C’est le sélectionneur Fabien Galthié qui a donné rendez-vous en balançant cette phrase en conférence de presse samedi soir : "C’était notre vingt-cinquième match ensemble, la finale de la Coupe du monde sera le quarante-sixième." Son XV de France avait déjà franchi un cap décisif en novembre dernier en battant les All Blacks mais il a définitivement changé de dimension en ce week-end. Auteurs du premier grand chelem depuis 2010, les Bleus ont frappé fort. Très fort même. Et, pour s’en assurer, il n’y avait qu’à écouter Eddie Jones et son capitaine Courtney Lawes répéter que "les Français méritent de gagner ce Tournoi parce que ce sont les meilleurs", avec une impuissance et une résignation qui leur ressemblent pourtant si peu. Et cette domination va encore se matérialiser durant la semaine puisque les partenaires d’Antoine Dupont vont officiellement atteindre la place de deuxième nation mondiale. Ce qui était évidemment impensable il y a quelques années quand la France était reléguée en "deuxième division"… Le plus fort, c’est que les Bleus - outre le record de victoires consécutives qu’ils pourraient s’offrir dans les mois à venir (voir ci-dessous) - devraient même disputer la première place mondiale contre les champions du monde sud-africains, à l’automne à Marseille, pour un rendez-vous au sommet.

Oui, ce grand chelem a tout changé, ou presque, pour ce XV de France. "Quoi qu’il arrive samedi, je pense que nous serons de toute façon très attendus pour la suite", nous disait Romain Ntamack dans ces colonnes vendredi, avant le duel contre l’Angleterre. Certes. Mais l’excellence de la compétition française a bien sûr renforcé encore les espoirs autour de cette génération dorée en vue du Mondial 2023 à domicile. Jusque-là, les hommes de Fabien Galthié avaient le talent, le potentiel et les ressources pour s’avancer en candidats légitimes. Depuis samedi soir, c‘est tellement plus que ça. Cette équipe a grandi ces deux dernières années, en terminant à deux reprises à la deuxième place du Tournoi. Aujourd’hui, dans le sillage du noyau de joueurs toulousains qui ont tout gagné en club, elle est devenue une machine à l’emporter.

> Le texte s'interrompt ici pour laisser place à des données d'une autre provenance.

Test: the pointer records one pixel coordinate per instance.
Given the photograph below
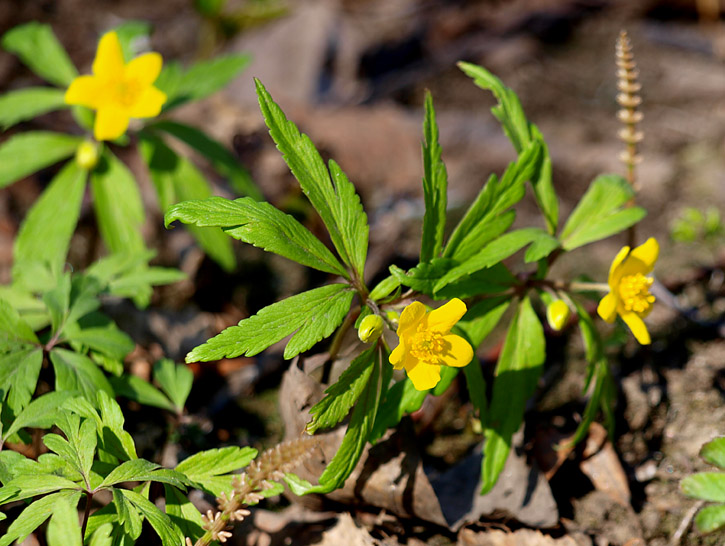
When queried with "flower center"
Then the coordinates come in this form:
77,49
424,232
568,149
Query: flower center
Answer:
634,292
127,92
427,346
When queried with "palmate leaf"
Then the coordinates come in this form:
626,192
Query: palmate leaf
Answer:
46,232
343,394
176,179
520,132
223,161
24,104
259,224
310,316
37,47
599,214
330,192
517,373
25,153
435,187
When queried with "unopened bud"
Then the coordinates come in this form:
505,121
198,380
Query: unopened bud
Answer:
557,314
87,155
370,328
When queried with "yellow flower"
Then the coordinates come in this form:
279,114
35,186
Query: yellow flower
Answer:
426,343
116,90
629,295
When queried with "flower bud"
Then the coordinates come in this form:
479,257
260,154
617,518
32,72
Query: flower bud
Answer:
87,155
370,328
557,314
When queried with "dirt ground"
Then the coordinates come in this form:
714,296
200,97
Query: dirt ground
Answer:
352,75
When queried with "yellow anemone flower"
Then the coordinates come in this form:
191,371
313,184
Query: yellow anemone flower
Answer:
629,295
426,342
116,90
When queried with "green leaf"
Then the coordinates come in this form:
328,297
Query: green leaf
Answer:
35,514
19,372
76,372
24,104
176,179
710,518
435,187
338,205
341,396
211,470
46,232
167,531
714,452
311,316
599,214
482,318
703,485
183,513
207,77
222,159
259,224
63,529
37,47
520,132
25,153
143,392
40,413
118,205
174,380
491,254
517,374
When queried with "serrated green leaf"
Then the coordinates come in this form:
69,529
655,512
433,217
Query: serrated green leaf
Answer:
39,49
222,159
311,316
143,392
24,104
19,372
517,374
710,518
341,396
599,214
76,372
176,179
183,513
491,254
175,380
338,205
259,224
46,232
714,452
118,205
435,187
26,153
34,515
708,486
39,413
63,529
167,531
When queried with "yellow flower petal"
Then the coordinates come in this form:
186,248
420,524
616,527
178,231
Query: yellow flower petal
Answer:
145,68
424,376
149,104
607,307
85,91
647,253
109,57
409,318
111,123
446,316
638,327
458,352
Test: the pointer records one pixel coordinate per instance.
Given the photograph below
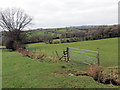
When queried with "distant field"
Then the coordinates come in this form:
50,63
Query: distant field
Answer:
108,49
23,72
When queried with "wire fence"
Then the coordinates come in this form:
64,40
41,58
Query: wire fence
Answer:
83,56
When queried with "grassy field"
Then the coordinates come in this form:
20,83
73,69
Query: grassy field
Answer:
23,72
108,49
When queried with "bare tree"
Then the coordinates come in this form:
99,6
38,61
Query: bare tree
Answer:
14,20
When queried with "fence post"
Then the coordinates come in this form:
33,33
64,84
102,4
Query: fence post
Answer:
67,54
98,57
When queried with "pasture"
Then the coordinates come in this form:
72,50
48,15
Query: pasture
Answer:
23,72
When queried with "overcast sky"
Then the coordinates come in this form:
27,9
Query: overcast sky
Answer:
60,13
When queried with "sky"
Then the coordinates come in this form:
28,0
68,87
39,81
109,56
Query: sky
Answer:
65,13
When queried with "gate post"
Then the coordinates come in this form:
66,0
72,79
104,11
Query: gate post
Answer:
67,54
98,57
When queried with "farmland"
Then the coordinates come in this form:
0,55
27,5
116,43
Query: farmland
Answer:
24,72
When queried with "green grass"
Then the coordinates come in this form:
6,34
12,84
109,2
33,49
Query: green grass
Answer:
20,71
108,49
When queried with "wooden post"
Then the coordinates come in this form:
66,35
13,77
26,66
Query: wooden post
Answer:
57,54
67,51
64,52
98,57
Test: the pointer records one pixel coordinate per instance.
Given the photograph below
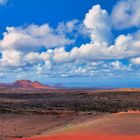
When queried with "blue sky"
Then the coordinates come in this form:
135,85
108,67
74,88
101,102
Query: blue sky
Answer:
93,43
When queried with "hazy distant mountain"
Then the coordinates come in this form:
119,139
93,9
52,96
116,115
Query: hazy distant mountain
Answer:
25,84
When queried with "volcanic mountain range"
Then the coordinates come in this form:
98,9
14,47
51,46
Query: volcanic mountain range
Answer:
25,84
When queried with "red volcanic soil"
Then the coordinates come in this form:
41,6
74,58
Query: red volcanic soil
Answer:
124,126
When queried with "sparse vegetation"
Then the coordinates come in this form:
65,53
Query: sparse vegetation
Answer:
69,100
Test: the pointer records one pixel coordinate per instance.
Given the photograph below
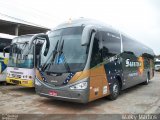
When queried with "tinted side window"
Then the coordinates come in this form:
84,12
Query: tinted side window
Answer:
131,47
96,52
111,44
4,43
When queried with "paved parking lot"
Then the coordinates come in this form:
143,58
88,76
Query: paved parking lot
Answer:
138,99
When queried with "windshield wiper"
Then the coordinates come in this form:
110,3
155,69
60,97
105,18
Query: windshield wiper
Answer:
53,57
65,62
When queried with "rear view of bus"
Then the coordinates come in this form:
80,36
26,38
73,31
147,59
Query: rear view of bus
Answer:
5,40
22,62
84,60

Apprentissage du statut de favori

Surtout, le XV de France va désormais officiellement s’avancer avec l’étiquette de favori. Et c’est peut-être ça qui va le plus évoluer pour elle. Avant le Tournoi, elle était déjà le chouchou des pronostics britanniques mais, dans un jeu du chat et de la souris, les Bleus refusaient cet attribut. Rappelez-vous les déclarations de Fabien Galthié, dans l’entretien qu’il nous avait accordé le 21 janvier, lorsqu’on lui faisait remarquer : "Les Irlandais, invaincus depuis la défaite contre nous (en février 2021, N.D.L.R.), qui ont gagné tous leurs matchs de novembre, dont celui face aux All Blacks. Des Anglais invaincus en novembre aussi, en ayant vaincu toutes les nations du Sud. Les Écossais, les Gallois… Je pense que, hormis l’Italie, toutes les équipes peuvent envisager de gagner."

Dorénavant, ses joueurs auront la pancarte dans le dos. Lui le sait et c’est sûrement la raison pour laquelle il a décidé de prendre date en évoquant la finale du Mondial, dans ce même Stade de France, où les Bleus ont programmé d’être présents. Maintenant, c’est la marge de progression de ce groupe qui devra apprendre à assumer ce statut inévitable de favori à chaque fois qu’il va se présenter sur un terrain. "On se détache de ça et, qu’on soit favori ou outsider, cela ne change pour nous", promet Romain Ntamack. Le pire, c’est qu’il a très certainement raison… Mais il va falloir le prouver sur l’année et demie à venir.